Gene Deletions May Lead to Severe ObesityThursday, February 4, 2010
While there is no doubt that our current obesogenic environment is the major driver of the obesity epidemic there is also no doubt that these environmental factors don’t affect everyone to the same degree. Indeed, there is now largely consensus amongst experts that the question of who will get obese and who won’t, given that we are all more or less exposed to the same environmental pressures, is largely determined by our genetic make up (yes, genes also influence behaviour!).

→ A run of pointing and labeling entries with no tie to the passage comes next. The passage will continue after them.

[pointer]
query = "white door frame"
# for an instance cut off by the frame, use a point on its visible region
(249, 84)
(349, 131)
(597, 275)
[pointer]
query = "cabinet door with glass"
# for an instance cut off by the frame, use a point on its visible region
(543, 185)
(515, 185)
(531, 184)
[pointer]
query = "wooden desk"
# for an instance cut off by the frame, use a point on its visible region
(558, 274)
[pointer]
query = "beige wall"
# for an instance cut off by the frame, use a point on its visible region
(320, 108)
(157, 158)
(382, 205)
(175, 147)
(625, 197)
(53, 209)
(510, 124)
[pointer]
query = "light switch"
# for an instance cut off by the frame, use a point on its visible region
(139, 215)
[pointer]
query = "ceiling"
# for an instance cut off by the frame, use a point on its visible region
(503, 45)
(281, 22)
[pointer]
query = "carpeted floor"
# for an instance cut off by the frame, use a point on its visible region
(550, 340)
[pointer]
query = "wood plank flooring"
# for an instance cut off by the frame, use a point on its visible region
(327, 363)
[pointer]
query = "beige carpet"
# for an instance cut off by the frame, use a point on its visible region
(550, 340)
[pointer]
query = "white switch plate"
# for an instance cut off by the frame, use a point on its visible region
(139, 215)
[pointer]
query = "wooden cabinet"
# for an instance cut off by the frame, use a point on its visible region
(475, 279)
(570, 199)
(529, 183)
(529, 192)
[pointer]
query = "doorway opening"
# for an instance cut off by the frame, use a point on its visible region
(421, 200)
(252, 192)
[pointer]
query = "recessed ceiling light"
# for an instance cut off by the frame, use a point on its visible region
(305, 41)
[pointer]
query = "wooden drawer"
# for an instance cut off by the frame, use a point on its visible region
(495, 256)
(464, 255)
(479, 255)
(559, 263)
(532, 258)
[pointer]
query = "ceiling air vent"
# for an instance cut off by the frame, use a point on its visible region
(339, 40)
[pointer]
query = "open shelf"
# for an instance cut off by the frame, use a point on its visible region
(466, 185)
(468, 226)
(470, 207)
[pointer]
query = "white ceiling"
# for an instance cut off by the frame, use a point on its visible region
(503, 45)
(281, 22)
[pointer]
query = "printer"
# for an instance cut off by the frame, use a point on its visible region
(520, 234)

This is even more true for those individuals who make up the rapidly growing group of people with severe obesity – anyone, who believes that you can get to weighing over 350 lbs or more simply by making wrong “choices” probably also still believes in Santa Claus and can’t wait for the Easter Bunny.
Yesterday, the journal Nature reported another study that shows how genetic mutations can markedly increase the risk for severe obesity.
In this large multicentre study headed by my friend and colleague Philippe Froguel, the investigators found a highly penetrant form of obesity, initially observed in 31 subjects who were heterozygous for deletions of a surprisingly large area of chromosome 16 (593 kilobases at 16p11.2) and who also presented with some cognitive deficits.
Subsequently, they identified 19 similar deletions in genome wide association data in 16,053 individuals from eight European cohorts. None of these deletions were found in healthy non-obese controls and were estimated to account for 0.7% of the morbid obesity cases in the dataset.
Interestingly, the parents of some of these index cases also had this deletion and were likewise obese. The cases with the deletion tended to be born with a normal weight but then became overweight at childhood and severely obese as adults.
Unfortunately, this large stretch of chromosome 16 contains many different genes (as many as 30) and it is not clear from these studies exactly which or how these missing genes contribute to the severe obesity phenotype.
Nevertheless, given that this is neither the first genetic defect to be associated with severe obesity nor likely to be the last one of what is believed to be a relatively large number of genetic mutations that have yet to be found, this report should come as a strong warning to anyone who believes that severe obesity is solely a self-inflicted condition resulting purely from poor “choices”.